LONDON: A shortage of midwives and hospital beds is forcing thousands of British women to give birth outside maternity wards, putting the lives
of babies
and mothers at risk, a newspaper reported Wednesday.

The Daily Mail said births outside maternity wards - in locations ranging from lifts to hospital toilets - went up 15 percent last year to almost 4,000. It said hundreds of women in labour are being turned away from hospitals because they are full.

The paper quoted official information obtained by an opposition MP as showing women gave birth in ambulances, A&E departments, unspecified areas including corridors, postnatal and antenatal wards and hospital reception areas.

Babies
were born in offices, lifts, toilets and a caravan, according to the Freedom of Information data for 2007 and 2008 from 117 out of 147 trusts which provide maternity services.

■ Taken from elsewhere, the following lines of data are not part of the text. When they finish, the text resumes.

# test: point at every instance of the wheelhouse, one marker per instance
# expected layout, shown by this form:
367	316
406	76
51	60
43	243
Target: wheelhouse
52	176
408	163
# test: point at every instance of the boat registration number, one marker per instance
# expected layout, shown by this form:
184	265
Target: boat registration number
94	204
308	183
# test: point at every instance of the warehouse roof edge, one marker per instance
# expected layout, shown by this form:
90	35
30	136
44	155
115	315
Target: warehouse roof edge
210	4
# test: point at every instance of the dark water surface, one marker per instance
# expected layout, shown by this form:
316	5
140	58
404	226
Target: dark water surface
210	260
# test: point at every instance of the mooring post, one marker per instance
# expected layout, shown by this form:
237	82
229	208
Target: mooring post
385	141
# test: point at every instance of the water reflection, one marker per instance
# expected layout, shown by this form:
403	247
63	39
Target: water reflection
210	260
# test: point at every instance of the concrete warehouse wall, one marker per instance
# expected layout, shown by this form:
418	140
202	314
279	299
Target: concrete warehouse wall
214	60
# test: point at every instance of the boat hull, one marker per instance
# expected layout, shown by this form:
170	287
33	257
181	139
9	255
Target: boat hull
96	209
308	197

Opposition Tory health spokesman Andrew Lansley, who obtained the figures, said the Labour government had cut maternity beds by 2,340, or 22 percent, since coming to power in 1997.

At the same time birth rates have been rising sharply, up 20% in some areas.

Jon Skewes, a director at the Royal College of Midwives, told the paper: "The rise in the number of births in other than a designated labour bed is a concern. We would want to see the detail behind these figures to look at why this is happening."